CONICET | Buscador de Institutos y Recursos Humanos

In our laboratory we are interested in studying the role of lipid mediators at the maternal-fetal interface. Lipids are a very heterogeneous group of substances that play an important role in diverse biologic functions. In particular, we have payed special attention to endocannadinoids, prostaglandins and lysophosphatidic acid, and their actions on the uterine functions and first trimester trophoblasts behaviour. We observed that these lipids crosstalk in the uterine tissue at the sites of embryo implantation, regulating the expression of molecular markers of vascularization (IL-10) and decidualization (IGFBP-1 and prolactin), and thus acting as pro-implantatory factors. Endocannabinoids´ levels close to and at implantation sites seem to modulate nitric oxide synthase activity, via cannabinoid receptors and the presence of the blastocyst.
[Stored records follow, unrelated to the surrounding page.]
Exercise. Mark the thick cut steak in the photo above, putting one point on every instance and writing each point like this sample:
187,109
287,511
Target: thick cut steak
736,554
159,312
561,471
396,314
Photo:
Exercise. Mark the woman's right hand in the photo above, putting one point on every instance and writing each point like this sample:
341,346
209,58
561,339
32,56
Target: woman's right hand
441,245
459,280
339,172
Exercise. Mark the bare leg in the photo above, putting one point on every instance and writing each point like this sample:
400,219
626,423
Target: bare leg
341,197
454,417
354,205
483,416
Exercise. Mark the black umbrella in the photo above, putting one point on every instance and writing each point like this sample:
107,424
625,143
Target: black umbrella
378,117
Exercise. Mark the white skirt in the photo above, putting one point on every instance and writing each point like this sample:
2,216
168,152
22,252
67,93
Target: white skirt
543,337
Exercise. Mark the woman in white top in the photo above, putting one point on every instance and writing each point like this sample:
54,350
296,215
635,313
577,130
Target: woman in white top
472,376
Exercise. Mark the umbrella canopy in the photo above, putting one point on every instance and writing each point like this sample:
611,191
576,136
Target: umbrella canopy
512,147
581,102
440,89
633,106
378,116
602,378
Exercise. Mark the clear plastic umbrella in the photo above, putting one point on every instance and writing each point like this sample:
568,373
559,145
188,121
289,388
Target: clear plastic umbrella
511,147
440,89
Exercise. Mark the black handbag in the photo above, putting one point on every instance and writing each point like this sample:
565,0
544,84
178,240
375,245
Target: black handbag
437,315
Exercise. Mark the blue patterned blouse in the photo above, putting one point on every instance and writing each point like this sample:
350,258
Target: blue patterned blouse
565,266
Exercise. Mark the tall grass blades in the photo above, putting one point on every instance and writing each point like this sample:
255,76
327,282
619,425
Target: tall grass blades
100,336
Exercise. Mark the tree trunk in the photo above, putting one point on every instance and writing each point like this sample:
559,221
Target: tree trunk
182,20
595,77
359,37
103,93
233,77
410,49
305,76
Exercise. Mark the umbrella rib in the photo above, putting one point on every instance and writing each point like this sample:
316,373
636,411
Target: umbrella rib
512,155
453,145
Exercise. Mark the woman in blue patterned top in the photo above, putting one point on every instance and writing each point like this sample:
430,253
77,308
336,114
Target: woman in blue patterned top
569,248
Also, the disruption of endogenous lysophosphatidic acid signaling by blocking LPA3 receptor modified the development of uterine vessels with consequences in the formation of the decidua and placenta, and in the growth of the embryos. Lysophosphatidic acid enhances vascularization and migration of first trimester trophoblast cells through LPA3 and increasing the expression of cyclooxygenase-2 protein and prostaglandin 2 production. Interestingly, lysophosphatidic acid ? stimulated trophoblasts exert paracrine actions over endothelial cells increasing their migration. Recently, we observed that estradiol and progesterone, the master hormones that orchestrate the events that take place during implantation, regulate trophoblasts vascularization through lysophosphatidic acid and LPA3 receptor. All together, our results show that lipid mediators could regulate the implantation process by modulating crucial events at the maternal and the fetal components of the maternal-fetal interface.